In the updated version of Red Dawn, it is the North Koreans invading instead of a Soviet-led contingent, and once again, the story revolves around a group of kids engaging in guerilla warfare to defend their country (or at least Spokane, Washington).
The group is led by Jed Eckert (Chris Hemsworth), a Gulf War Marine who is home on leave when the North Koreans invade. He gathers together a bunch of teens including his brother Matt (Josh Peck), a big headed, football quarterback who is at the lustful mercy of his cheerleader girlfriend Erica (Isabel Lucas), their childhood friend Toni (Adrianne Palicki), the mayor’s son Daryl (Connor Cruise), and his buddy Robert (Josh Hutcherson). The rest of the group are a hodgepodge of remaining characters from the original story.
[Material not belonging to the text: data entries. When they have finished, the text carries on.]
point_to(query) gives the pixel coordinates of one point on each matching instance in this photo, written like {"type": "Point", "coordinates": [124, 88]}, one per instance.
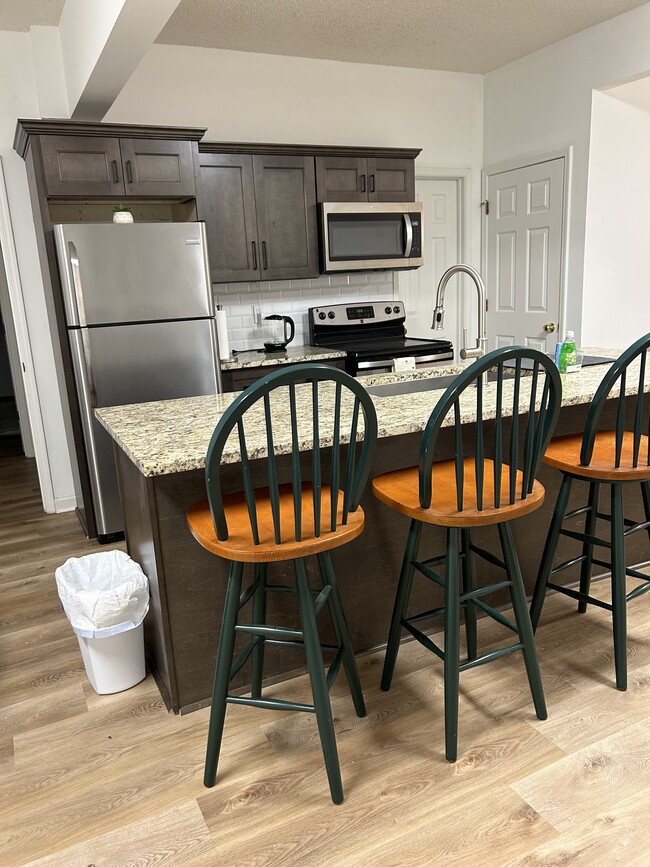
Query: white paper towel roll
{"type": "Point", "coordinates": [222, 333]}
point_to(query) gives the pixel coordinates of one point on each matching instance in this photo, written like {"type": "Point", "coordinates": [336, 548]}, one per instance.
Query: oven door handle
{"type": "Point", "coordinates": [371, 365]}
{"type": "Point", "coordinates": [409, 236]}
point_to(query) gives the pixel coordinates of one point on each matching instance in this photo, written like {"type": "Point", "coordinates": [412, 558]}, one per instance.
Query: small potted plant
{"type": "Point", "coordinates": [122, 214]}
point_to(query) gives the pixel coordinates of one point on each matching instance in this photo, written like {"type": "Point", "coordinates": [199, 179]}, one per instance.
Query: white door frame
{"type": "Point", "coordinates": [521, 163]}
{"type": "Point", "coordinates": [19, 316]}
{"type": "Point", "coordinates": [462, 178]}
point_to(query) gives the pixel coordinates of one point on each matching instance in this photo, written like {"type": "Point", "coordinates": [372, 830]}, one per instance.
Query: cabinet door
{"type": "Point", "coordinates": [226, 201]}
{"type": "Point", "coordinates": [391, 180]}
{"type": "Point", "coordinates": [157, 167]}
{"type": "Point", "coordinates": [82, 166]}
{"type": "Point", "coordinates": [342, 179]}
{"type": "Point", "coordinates": [285, 199]}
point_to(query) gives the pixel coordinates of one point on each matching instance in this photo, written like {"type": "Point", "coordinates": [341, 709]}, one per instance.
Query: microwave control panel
{"type": "Point", "coordinates": [416, 246]}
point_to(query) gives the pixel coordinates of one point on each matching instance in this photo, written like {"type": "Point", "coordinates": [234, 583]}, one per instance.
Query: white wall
{"type": "Point", "coordinates": [19, 98]}
{"type": "Point", "coordinates": [542, 103]}
{"type": "Point", "coordinates": [617, 225]}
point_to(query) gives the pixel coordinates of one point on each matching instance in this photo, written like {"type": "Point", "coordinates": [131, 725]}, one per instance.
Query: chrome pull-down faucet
{"type": "Point", "coordinates": [439, 310]}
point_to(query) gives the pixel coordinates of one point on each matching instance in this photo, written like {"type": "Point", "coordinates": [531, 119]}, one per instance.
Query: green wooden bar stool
{"type": "Point", "coordinates": [289, 521]}
{"type": "Point", "coordinates": [474, 489]}
{"type": "Point", "coordinates": [603, 458]}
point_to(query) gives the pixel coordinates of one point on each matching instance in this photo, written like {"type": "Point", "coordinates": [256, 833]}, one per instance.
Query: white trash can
{"type": "Point", "coordinates": [114, 663]}
{"type": "Point", "coordinates": [106, 597]}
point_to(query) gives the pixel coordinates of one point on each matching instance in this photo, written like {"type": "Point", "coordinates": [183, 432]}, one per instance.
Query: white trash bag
{"type": "Point", "coordinates": [103, 594]}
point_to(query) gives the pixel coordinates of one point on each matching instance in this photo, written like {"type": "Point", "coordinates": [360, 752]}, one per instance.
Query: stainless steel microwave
{"type": "Point", "coordinates": [359, 236]}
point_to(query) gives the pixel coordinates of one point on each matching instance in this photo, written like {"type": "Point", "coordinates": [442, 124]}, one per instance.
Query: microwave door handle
{"type": "Point", "coordinates": [409, 236]}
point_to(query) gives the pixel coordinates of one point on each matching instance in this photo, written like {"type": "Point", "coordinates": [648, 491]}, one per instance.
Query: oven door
{"type": "Point", "coordinates": [375, 235]}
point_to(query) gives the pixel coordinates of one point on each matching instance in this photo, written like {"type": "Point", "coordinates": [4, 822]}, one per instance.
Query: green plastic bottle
{"type": "Point", "coordinates": [568, 353]}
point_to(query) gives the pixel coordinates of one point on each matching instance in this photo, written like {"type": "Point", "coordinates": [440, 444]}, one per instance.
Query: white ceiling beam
{"type": "Point", "coordinates": [48, 71]}
{"type": "Point", "coordinates": [102, 42]}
The North Korean forces are led by Captain Lo (Will Yun Lee), and, while serving as eye candy, he seems to be constantly blindsided by the Wolverines and berated by his superiors. Ultimately he proves to be a strong adversary for the group.
Despite Hemsworth’s charisma, he’s not able to rescue the rest of the cast, which is weighed down by blandness and wooden acting. Peck seems to mope his way through the film, while Hutcherson takes on the C. Thomas Howell role (or at least a neutered version of it). There’s a sense that his character is maybe not cut out for this and he’ll need to grow up, but his subplot barely registers. The original character development of this kid is lost completely, although he seems to step up to the plate when needed.
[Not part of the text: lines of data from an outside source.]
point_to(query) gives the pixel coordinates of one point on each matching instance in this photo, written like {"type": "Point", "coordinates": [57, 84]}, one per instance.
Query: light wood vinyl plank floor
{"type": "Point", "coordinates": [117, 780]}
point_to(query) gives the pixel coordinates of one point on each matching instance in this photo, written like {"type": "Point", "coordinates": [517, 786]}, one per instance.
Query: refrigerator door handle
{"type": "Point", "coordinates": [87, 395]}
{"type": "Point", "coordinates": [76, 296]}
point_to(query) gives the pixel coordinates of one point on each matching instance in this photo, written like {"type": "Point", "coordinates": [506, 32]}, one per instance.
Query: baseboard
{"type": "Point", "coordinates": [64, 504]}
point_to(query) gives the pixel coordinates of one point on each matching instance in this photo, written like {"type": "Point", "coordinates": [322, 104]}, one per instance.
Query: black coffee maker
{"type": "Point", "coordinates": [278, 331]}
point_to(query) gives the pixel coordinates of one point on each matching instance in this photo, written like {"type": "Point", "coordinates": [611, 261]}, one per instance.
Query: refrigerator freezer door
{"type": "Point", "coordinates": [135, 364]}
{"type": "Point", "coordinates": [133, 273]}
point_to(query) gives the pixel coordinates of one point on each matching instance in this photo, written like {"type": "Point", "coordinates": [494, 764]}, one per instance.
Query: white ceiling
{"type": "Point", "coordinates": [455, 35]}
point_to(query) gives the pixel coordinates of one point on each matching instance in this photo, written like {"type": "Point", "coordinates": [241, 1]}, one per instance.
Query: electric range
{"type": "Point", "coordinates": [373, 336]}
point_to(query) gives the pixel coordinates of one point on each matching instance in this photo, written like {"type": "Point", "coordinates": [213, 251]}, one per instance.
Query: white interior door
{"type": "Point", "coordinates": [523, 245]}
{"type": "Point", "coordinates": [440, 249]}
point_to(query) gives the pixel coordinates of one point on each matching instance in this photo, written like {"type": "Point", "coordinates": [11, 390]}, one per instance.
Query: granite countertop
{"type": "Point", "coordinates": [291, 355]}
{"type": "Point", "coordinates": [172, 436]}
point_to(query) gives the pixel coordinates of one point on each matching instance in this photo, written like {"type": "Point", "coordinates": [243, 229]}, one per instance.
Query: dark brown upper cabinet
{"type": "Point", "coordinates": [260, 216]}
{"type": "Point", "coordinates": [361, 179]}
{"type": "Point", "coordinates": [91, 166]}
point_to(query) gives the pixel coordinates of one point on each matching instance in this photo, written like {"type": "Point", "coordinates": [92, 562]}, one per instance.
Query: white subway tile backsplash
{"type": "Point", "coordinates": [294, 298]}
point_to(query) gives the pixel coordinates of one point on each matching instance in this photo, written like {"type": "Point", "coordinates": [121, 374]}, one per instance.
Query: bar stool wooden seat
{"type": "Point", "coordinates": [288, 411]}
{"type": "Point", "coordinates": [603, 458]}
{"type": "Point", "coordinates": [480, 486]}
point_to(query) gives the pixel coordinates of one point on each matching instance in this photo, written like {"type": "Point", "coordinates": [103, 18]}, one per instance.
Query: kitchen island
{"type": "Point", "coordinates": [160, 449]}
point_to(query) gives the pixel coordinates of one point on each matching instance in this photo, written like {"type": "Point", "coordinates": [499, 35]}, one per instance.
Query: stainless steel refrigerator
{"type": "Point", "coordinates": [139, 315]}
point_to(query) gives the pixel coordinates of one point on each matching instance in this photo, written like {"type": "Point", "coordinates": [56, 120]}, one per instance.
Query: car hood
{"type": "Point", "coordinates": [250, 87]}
Hemsworth and Palicki have the obligatory budding romance that’s given all of two scenes to present itself, while the rest of the characters just provide background noise and add to the obligatory body count.
Overall, Dan Bradley’s Red Dawn update takes its own path to tell the story. It reboots some themes, adds some ethnicity to the cast (which was quickly wiped out), accelerates the timeline (which to a certain point was a blessing), changes character arcs, and ultimately ends differently. All of this doesn’t make the remake a bad film, but it does make it a 2-year-delayed quick money-maker for the studio.